According to the reports, Chau paid several local fishermen to take him in proximity to the island despite not being allowed to approach the protected tribe that has always lived cut off from the rest of the world.
It is said that Chau was greeted by a volley of arrows the moment he set foot on the island. Despite the warning, he kept on walking toward the tribesmen until he was shot down.
The tribesmen then tied a rope around the man’s neck and dragged his body away, the fishermen who accepted the bribe to take him to the island said.
While the Indian police have since launched a murder case, there is no way to prosecute any member of the tribe as they are protected by the law. The fishermen connected to the man’s transportation to the island, however, have been arrested.
A friend of Chau has now spoken out and revealed that the young man was determined to spread Christianity on the remote island despite being aware of the dangers he could face along the way.
“I saw him reading some Christian literature and I’m a Christian and we started talking. He mentioned that he wanted to go to these islands, the islands where he has now died,” Neil MacLeod from Scotland said.

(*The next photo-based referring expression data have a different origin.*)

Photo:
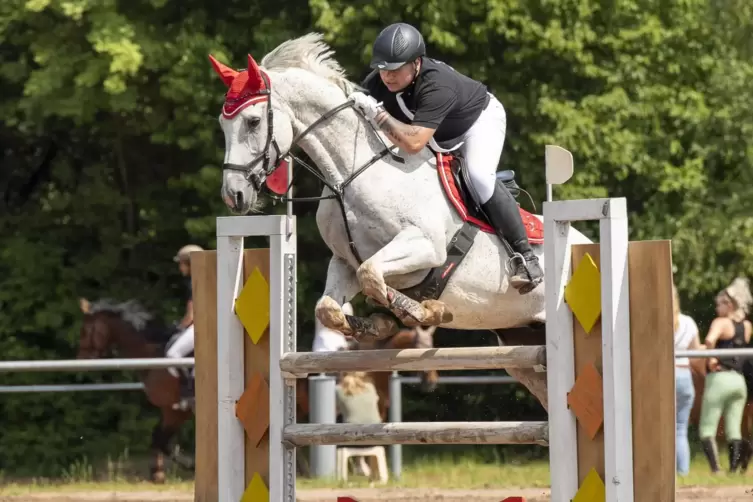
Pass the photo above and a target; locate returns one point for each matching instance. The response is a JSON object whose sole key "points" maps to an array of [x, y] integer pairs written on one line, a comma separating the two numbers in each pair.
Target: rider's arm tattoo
{"points": [[411, 138]]}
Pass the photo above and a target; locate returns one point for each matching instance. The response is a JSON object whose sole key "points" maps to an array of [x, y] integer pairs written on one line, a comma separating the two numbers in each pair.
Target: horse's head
{"points": [[109, 327], [258, 135]]}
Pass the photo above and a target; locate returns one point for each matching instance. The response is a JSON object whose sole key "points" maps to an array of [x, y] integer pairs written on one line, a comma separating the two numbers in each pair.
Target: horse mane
{"points": [[130, 311], [309, 52]]}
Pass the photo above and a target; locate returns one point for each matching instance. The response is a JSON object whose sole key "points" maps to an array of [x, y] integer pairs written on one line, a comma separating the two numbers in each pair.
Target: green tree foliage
{"points": [[111, 151]]}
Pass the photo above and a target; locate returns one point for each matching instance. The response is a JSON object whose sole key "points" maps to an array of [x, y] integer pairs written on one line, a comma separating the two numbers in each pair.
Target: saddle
{"points": [[453, 177]]}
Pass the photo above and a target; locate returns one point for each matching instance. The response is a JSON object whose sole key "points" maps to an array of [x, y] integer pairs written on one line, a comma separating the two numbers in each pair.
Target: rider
{"points": [[185, 342], [417, 101]]}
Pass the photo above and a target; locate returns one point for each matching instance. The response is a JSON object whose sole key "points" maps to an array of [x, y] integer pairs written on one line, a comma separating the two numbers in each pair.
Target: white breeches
{"points": [[482, 148], [181, 348]]}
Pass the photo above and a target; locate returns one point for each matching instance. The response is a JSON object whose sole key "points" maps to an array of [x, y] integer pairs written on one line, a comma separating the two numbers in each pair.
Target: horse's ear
{"points": [[255, 81], [226, 73]]}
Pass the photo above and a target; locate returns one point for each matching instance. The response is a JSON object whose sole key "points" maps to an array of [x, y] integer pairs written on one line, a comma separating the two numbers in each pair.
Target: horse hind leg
{"points": [[408, 252]]}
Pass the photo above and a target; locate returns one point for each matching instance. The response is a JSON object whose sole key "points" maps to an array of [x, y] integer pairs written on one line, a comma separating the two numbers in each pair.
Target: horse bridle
{"points": [[257, 175]]}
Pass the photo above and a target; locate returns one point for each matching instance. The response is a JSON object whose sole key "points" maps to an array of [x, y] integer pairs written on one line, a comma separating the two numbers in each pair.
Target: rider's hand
{"points": [[366, 104]]}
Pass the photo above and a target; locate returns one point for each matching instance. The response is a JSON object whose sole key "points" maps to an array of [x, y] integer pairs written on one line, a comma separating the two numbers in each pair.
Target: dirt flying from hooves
{"points": [[684, 494]]}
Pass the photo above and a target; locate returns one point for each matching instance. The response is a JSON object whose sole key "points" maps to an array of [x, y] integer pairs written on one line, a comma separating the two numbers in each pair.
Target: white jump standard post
{"points": [[281, 231], [615, 321]]}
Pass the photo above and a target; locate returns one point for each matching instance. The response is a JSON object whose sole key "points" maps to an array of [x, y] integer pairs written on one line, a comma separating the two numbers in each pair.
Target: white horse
{"points": [[388, 221]]}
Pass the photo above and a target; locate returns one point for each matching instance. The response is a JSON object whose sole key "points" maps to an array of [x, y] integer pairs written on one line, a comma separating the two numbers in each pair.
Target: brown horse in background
{"points": [[415, 338], [131, 332]]}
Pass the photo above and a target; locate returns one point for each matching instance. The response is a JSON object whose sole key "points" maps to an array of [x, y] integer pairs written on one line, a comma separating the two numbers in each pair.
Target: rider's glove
{"points": [[366, 104]]}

He also suggested that the young man had been planning his trip for at least three years.
“I had heard of these islands and I know how dangerous they are, so I was surprised by that. He recognized the dangers of traveling there, but I think he had a sense of call,” MacLeod added.
“This was something he was working on for three years. He was committed to going there. In his view, he was trying to help these people.
“There are islands that are nearby and he was making relationships and connections to help him get to the islands.”
MacLeod branded the young man as a “magnetic, lovely character” who was always a delight to be around thanks to his friendly aura.